Mostly thinking out loud, then; I guess there’s a few ways to handle that:
Create the secrets during Migration, then figure out how to override FooWeb.Endpoint.start_link to defer setting that config item as a parameter,
Inject a new “Foo.Util.LoadPseudoConfig” task into the application startup sequence somewhere after Ecto.Migrator but before FooWeb.Endpoint, which pulls values like that out of Ecto and sticks them in the Application config;
Give up on handling this in software, and just write a buddy-doc SOP to defer the task to a human and force the org to consider more managed deployment going forward.

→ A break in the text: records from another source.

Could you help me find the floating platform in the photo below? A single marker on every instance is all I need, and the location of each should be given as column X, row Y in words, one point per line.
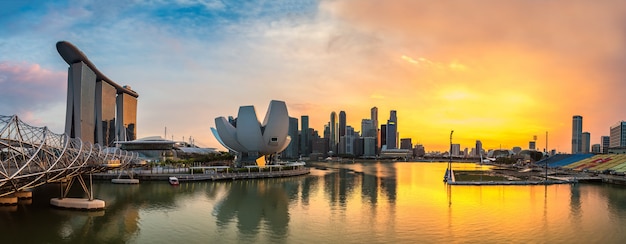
column 78, row 203
column 125, row 181
column 8, row 200
column 23, row 194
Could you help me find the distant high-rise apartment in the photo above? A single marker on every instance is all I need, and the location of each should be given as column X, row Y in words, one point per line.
column 595, row 148
column 367, row 128
column 292, row 149
column 586, row 136
column 334, row 134
column 479, row 148
column 374, row 118
column 577, row 134
column 455, row 149
column 618, row 135
column 305, row 136
column 369, row 146
column 342, row 123
column 392, row 130
column 126, row 117
column 406, row 143
column 383, row 136
column 605, row 141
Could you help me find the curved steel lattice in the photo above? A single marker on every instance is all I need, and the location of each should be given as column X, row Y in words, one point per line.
column 31, row 156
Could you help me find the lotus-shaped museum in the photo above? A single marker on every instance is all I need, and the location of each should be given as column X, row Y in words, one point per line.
column 246, row 135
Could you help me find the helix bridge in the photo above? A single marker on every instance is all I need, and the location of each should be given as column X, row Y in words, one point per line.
column 32, row 156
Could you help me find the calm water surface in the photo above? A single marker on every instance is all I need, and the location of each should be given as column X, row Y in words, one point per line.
column 339, row 203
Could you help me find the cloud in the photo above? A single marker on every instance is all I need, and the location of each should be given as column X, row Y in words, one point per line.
column 28, row 88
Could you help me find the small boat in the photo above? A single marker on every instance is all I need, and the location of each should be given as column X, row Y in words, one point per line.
column 173, row 180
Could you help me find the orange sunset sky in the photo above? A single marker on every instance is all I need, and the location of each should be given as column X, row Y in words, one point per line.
column 496, row 71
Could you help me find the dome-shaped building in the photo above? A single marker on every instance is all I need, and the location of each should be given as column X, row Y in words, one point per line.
column 252, row 139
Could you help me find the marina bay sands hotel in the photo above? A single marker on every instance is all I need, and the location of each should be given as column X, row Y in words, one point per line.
column 98, row 110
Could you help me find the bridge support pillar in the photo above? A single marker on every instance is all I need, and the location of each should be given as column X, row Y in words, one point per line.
column 24, row 194
column 8, row 200
column 78, row 203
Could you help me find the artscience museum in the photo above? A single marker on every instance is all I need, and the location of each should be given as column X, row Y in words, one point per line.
column 252, row 139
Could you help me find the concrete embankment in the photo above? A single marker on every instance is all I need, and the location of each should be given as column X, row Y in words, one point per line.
column 209, row 177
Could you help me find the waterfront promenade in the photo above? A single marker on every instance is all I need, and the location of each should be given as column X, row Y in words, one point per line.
column 183, row 175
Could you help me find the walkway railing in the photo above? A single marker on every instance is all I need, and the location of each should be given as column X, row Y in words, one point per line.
column 31, row 156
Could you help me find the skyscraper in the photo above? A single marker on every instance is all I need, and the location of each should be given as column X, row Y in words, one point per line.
column 604, row 144
column 586, row 141
column 618, row 135
column 374, row 118
column 392, row 130
column 98, row 110
column 305, row 139
column 342, row 123
column 334, row 135
column 367, row 128
column 292, row 149
column 383, row 136
column 577, row 134
column 479, row 148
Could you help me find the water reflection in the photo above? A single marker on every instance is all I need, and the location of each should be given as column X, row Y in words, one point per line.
column 352, row 203
column 252, row 203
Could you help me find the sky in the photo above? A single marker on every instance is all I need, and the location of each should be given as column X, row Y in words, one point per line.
column 497, row 71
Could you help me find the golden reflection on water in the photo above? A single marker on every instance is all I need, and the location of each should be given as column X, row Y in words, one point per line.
column 336, row 203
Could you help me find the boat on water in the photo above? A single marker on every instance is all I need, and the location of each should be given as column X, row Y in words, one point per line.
column 173, row 180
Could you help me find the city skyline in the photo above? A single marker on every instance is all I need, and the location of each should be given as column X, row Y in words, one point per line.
column 517, row 70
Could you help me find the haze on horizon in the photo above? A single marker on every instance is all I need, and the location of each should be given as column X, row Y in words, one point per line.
column 496, row 71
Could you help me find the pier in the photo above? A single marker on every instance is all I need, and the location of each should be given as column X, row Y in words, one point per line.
column 211, row 176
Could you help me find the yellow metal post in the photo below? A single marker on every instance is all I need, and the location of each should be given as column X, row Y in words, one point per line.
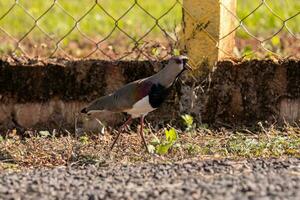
column 205, row 23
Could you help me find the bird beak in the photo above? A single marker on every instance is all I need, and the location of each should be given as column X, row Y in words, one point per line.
column 186, row 65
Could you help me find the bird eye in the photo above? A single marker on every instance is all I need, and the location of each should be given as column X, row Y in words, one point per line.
column 178, row 61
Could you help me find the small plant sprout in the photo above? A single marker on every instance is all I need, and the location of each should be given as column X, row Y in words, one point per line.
column 162, row 147
column 189, row 122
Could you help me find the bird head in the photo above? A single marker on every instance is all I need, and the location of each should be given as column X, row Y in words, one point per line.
column 181, row 62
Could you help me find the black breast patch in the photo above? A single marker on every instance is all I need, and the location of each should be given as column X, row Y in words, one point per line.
column 157, row 95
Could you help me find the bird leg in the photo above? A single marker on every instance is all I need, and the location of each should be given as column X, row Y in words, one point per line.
column 120, row 130
column 141, row 133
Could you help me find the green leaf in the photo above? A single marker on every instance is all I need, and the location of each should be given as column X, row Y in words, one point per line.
column 155, row 141
column 44, row 133
column 171, row 135
column 163, row 148
column 188, row 120
column 275, row 40
column 84, row 139
column 151, row 148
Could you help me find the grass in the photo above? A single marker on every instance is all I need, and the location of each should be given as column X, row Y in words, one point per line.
column 46, row 150
column 97, row 25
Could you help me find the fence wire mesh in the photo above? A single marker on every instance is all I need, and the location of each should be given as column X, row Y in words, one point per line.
column 137, row 29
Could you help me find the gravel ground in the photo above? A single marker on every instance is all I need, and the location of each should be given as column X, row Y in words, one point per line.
column 211, row 179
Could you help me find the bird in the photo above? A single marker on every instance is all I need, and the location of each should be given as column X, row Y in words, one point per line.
column 142, row 96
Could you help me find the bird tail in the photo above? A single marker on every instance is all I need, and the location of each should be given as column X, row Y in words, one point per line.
column 96, row 106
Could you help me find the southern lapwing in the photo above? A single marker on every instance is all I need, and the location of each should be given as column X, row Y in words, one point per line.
column 140, row 97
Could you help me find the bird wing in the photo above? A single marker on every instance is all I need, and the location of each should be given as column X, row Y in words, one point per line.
column 124, row 98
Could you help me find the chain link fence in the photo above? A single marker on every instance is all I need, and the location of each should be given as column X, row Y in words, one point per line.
column 137, row 29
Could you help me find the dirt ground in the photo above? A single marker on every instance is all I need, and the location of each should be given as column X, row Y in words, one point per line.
column 235, row 93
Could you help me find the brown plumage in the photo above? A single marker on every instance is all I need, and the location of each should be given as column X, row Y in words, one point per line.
column 140, row 97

That’s not the case. Phoenix will merge config coming from the app env with config passed when starting the endpoint. If you want to you can ditch the app env completely and pass all the config via {MyAppWeb.Endpoint, config}.
If you need someone else to install the app without much thinking about configuration, then I think your existing solution is fine.
It provides an automatic and persistent value for SECRET_KEY_BASE, and places it right at the normal place for configuration.
As a source of inspiration, I suggest looking at how LiveBook handles config, because similar to your use case it provides this experience of “just works”.
Admittedly, having not read all the replies, there’s Config. Provider of you really need fine tuned control.
There’s also a lovely library I’ve used called Hush
EDIT:
Im not sure if it works well in runtime, but there’s also the new read_config which could be combined with hush to limit some of the extra calls to your Hush.Provider
If you want to pull config from the database, you have these options (off the top of my head – there might be more):
Finish app startup normally but schedule loading of config immediately after that (various good options to achieve it) and forbid any database operations until this initializer finishes (via f.ex. ETS);
Use Repo’s ability to call a function before each connect attempt (configuration via start_link options described here) and limit the pool_index to e.g. zero so it’s not ran for every allocated connection and check some sort of a global state (f.ex. in ETS) to establish whether whatever config you need from the DB has been already read and whether you should read it again – though maybe if you want runtime-reloadable config you should just leave this check intact and have it run on each connect attempt as originally intended in the API. This is slightly involved and I don’t like it but my former colleagues have used this technique successfully for similar purposes (in our case we wanted to be able to change database details while the app was running so the callback function we wrote was re-reading a file where the full PostgreSQL database URL was stored – this gave us the ability to migrate databases to new locations and have zero app downtime);
Have a throwaway single DB connection that you can start i.e. do Postgrex.start_link(...) inside Application.start, execute a bespoke hard-coded SQL query that fetches the config, and move on with life.
IMO we can’t be mad at the core team for not providing tight integration between the built-in Config API and the [technically] 3rd party library that is Ecto.
If you want quick-and-dirty, go for option 3.
If you want to do it as the Ecto maintainers intended, go for option 2 (also gives you the ability to have the said config be reloaded during runtime without requiring app restart).
I wouldn’t go for option 1 ever, but it’s technically still an option.